Although a hollow front stile 86 is shown, it is to be appreciated that a hollow front style 86 is not necessarily required for the present invention. Rather, when a non-hollow front style 86 is used, the front connector 94 can be modified, using methods known in the pertinent art, to provide a connection between the non-hollow front style 86 and the top member 88. Referring now to Fig. 7, it can be seen that the front connector 94 has a body portion 112 from which extension 114 and extension 116 project. As shown, the extensions 114,116 project in relative directions that are separated from each other by approximately ninety degrees. As further shown, extension 114 is attached to the front stile 86 while the extension 116 is attached to the top member 88. Importantly for the present invention, the front connector 94 is formed with a hole 118 that extends through the body portion 112 and extension 116. More specifically, the hole 118 extends from the outside surface 120 of the body portion 112 at one end and through the extension 116 on the other end. With this structure, the front connector 94 provides a continuous passageway that extends from the outside surface of the sliding door 82 to the inside of the top member 88.
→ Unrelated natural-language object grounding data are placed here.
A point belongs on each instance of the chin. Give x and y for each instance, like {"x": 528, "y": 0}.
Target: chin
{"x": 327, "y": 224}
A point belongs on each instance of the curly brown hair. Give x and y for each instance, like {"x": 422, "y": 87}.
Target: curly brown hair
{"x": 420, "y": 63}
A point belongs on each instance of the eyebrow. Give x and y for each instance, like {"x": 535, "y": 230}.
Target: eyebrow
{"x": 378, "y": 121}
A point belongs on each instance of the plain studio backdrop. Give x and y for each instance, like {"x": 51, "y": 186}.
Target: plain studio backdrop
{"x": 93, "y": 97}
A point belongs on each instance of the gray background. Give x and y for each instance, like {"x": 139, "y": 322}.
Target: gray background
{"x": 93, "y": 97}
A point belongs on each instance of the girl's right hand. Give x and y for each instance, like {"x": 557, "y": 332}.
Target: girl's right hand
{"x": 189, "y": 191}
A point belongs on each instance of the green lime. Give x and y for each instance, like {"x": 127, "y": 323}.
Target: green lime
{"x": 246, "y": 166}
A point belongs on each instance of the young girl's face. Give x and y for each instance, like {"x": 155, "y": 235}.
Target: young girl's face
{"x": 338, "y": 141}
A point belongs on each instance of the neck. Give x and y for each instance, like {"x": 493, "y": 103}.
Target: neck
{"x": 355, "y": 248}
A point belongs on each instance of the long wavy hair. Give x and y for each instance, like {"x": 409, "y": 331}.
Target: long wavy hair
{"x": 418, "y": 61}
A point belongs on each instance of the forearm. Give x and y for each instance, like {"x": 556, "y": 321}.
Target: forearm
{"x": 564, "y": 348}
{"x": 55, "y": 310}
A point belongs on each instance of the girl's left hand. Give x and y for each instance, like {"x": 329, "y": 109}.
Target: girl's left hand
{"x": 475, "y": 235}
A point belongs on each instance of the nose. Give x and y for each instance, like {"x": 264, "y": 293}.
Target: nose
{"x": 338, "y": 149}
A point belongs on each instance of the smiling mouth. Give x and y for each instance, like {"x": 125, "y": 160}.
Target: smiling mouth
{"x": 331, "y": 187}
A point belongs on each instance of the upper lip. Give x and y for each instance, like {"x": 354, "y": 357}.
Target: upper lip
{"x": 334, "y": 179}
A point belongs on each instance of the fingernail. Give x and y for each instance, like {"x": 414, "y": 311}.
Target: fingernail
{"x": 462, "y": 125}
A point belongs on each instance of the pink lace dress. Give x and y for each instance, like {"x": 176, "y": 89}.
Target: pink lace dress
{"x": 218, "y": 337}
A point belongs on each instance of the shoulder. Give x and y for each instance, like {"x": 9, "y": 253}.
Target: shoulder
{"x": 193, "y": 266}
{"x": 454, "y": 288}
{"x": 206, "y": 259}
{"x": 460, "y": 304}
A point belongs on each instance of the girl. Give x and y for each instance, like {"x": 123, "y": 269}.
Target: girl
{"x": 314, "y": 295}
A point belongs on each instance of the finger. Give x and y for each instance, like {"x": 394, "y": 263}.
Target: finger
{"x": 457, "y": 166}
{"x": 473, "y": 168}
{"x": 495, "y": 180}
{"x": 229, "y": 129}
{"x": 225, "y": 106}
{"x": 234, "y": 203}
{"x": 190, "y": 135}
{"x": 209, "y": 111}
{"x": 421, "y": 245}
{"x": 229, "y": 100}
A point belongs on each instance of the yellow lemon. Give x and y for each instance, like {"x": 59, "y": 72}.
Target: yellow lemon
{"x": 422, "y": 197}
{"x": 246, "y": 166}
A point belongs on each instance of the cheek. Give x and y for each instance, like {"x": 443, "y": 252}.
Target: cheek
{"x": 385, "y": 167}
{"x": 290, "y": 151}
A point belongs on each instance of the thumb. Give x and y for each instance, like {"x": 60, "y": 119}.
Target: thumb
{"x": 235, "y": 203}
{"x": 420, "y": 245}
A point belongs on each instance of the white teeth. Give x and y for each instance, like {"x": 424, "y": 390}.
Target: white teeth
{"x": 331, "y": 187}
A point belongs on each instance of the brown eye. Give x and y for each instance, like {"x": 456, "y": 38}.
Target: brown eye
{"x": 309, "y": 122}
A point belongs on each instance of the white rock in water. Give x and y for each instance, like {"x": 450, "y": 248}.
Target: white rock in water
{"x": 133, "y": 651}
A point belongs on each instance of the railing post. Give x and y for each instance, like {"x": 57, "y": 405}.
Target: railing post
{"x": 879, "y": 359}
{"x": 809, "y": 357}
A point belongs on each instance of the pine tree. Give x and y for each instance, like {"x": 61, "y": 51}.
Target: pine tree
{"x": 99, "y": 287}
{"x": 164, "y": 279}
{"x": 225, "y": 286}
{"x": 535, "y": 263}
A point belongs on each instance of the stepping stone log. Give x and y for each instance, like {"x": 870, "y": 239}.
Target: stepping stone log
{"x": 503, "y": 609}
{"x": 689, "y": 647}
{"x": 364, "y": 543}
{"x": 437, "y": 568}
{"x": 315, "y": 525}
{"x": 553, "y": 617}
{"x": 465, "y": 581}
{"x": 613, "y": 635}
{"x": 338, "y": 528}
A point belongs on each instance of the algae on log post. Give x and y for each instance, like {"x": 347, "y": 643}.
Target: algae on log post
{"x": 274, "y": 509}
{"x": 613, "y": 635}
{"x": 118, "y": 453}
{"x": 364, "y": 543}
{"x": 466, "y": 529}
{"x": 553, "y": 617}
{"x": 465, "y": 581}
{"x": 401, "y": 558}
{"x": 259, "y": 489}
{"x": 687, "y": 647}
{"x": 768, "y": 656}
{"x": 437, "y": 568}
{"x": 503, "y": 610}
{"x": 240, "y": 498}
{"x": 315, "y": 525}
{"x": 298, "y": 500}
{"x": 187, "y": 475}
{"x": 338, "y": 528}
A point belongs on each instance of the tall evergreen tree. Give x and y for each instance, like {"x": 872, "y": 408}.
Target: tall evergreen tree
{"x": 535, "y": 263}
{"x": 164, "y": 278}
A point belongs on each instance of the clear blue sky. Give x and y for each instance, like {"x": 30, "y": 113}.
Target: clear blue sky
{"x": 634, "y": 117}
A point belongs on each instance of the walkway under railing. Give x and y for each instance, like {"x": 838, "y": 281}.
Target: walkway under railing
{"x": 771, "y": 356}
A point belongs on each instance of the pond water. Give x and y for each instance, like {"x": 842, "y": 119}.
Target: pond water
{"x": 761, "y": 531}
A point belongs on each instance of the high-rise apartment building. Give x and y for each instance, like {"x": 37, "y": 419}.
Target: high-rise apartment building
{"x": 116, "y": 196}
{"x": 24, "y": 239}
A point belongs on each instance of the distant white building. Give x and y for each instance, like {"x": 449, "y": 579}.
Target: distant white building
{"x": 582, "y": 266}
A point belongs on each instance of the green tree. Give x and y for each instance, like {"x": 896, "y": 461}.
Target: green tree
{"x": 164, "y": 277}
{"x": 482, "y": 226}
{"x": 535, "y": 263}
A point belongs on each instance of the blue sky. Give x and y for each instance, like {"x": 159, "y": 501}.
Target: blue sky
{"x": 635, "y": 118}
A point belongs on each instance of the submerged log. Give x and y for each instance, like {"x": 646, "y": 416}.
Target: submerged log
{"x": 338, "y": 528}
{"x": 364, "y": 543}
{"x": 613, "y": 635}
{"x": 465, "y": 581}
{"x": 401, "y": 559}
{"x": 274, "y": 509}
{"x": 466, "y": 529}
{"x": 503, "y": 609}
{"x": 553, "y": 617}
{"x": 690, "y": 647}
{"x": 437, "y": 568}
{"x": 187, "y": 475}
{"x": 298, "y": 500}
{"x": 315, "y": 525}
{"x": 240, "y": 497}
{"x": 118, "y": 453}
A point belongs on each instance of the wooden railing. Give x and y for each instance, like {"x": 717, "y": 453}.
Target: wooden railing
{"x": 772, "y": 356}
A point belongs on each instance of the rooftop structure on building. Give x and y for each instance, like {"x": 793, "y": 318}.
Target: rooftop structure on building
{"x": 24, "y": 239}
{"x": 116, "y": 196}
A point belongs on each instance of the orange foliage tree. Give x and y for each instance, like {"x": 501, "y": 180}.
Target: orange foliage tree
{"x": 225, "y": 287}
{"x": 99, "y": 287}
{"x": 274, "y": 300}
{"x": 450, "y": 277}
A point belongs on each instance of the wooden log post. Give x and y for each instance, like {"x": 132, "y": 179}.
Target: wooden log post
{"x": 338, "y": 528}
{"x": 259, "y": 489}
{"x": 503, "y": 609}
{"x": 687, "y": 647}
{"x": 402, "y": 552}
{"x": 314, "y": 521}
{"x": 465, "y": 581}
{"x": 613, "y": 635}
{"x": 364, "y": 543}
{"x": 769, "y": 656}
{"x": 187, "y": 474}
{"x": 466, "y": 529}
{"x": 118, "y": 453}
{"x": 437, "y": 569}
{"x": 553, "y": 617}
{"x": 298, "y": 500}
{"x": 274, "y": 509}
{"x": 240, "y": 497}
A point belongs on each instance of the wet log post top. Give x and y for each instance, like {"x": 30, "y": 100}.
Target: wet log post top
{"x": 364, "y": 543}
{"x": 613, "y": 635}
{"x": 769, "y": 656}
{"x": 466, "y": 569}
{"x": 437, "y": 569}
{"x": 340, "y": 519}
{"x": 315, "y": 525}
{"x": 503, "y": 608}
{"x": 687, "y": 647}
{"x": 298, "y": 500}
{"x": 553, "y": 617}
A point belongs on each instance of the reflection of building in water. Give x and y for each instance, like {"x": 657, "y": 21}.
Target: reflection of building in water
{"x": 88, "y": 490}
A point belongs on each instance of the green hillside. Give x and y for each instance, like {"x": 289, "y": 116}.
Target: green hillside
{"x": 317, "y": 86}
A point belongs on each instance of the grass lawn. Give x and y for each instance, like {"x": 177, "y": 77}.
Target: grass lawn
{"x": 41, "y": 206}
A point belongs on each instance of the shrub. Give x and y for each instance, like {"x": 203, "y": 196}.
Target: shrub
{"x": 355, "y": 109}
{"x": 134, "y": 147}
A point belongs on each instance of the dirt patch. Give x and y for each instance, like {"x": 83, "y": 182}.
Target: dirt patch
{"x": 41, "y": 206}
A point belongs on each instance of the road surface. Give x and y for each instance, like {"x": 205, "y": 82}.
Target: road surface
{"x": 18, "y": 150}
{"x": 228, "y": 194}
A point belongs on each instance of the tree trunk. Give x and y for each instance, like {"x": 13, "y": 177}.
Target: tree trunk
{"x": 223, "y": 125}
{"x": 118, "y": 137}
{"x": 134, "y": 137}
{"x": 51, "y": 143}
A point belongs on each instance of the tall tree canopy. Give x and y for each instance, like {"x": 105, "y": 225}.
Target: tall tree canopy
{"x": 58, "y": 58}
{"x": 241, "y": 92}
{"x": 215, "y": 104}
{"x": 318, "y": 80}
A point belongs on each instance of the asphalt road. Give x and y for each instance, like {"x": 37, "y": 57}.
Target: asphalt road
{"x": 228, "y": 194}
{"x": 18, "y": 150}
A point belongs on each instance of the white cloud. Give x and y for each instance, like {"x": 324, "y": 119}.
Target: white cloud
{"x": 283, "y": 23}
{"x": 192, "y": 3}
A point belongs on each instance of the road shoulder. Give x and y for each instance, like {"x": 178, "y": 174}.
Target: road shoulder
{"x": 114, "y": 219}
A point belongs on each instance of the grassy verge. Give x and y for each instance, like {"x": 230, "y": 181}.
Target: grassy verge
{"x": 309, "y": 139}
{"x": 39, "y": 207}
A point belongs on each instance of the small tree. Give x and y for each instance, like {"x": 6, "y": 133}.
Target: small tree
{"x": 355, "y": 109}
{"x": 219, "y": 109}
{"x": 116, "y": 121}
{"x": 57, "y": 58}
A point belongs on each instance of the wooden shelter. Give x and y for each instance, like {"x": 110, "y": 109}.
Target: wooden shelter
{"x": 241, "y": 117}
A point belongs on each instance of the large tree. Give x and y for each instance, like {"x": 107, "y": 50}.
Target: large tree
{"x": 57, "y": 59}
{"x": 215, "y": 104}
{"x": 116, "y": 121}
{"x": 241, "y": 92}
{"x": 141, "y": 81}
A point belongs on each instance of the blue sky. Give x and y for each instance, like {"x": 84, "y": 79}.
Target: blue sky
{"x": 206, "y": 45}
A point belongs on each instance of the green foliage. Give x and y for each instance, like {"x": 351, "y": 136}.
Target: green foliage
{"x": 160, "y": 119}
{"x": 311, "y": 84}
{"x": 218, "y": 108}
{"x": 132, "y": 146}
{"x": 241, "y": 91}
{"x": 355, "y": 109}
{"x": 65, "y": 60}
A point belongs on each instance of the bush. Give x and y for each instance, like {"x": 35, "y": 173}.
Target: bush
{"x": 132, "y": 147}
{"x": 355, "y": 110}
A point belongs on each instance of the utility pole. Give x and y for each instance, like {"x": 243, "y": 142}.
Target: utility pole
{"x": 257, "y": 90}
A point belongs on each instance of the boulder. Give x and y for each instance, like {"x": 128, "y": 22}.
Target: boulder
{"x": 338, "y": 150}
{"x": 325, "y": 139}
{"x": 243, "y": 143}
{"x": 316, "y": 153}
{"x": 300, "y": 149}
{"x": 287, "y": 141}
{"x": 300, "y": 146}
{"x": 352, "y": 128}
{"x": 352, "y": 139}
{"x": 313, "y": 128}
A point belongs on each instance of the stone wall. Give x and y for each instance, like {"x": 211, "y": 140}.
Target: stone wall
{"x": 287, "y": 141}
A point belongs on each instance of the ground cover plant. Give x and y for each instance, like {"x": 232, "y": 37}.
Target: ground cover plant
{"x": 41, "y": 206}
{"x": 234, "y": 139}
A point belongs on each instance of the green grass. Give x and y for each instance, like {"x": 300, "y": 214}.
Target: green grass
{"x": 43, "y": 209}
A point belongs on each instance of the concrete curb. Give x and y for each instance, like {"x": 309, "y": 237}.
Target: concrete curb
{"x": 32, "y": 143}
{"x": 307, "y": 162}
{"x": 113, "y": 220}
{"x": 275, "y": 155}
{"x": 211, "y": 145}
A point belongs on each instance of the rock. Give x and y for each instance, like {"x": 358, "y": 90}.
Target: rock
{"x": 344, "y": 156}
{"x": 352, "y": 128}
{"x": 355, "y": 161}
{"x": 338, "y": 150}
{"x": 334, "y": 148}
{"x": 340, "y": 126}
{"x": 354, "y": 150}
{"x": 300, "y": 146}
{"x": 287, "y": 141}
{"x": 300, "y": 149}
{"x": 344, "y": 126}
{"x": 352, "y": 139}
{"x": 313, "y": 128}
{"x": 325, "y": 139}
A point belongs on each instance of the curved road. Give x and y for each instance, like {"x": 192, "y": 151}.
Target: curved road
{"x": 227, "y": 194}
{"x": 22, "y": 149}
With cross reference to Figs. 5-7, it can be seen that the one end of the cable 100 is attached to the front jamb 98 of the doorway 96. From the front jamb 98, the cable 100 extends through the hole 118 in the front connector 94

and into the hollow top member 88. From the top member 88, the cable 100 extends into the guide connector 92, where the cable 100 runs around the pulley assembly 108. From the pulley assembly 108, the cable 100 exits the guide connector 92 and extends into the hollow rear stile 90. Inside the hollow rear stile 90, the cable 100 is attached to a weight 122. Importantly, the weight 122 is movable within the hollow rear stile 90 to maintain a constant tension on the cable 100 as the door 82 slides. It is to be appreciated that as the door 82 is opened, the weight 122 is pulled upward within the rear stile 90. When the opening force is released, the weight 122 falls within the rear stile 90, maintaining a tension of the cable 100. The cable tension, in turn, applies a force acting on the pulley assembly 108 and the guide connector 92. Importantly, a component of the force on the pulley assembly 108 from the cable 100 is directed towards the front jamb 98 of the doorway 96. This force component acts to bias the sliding door 82 into a closed position.

While the particular Closer for a Sliding Door as herein shown and disclosed in detail is fully capable of obtaining the objects and providing the advantages herein before stated, it is to be understood that it is merely illustrative of the presently preferred embodiments of the invention and that no limitations are intended to the details of construction or design herein shown other than as described in the appended claims.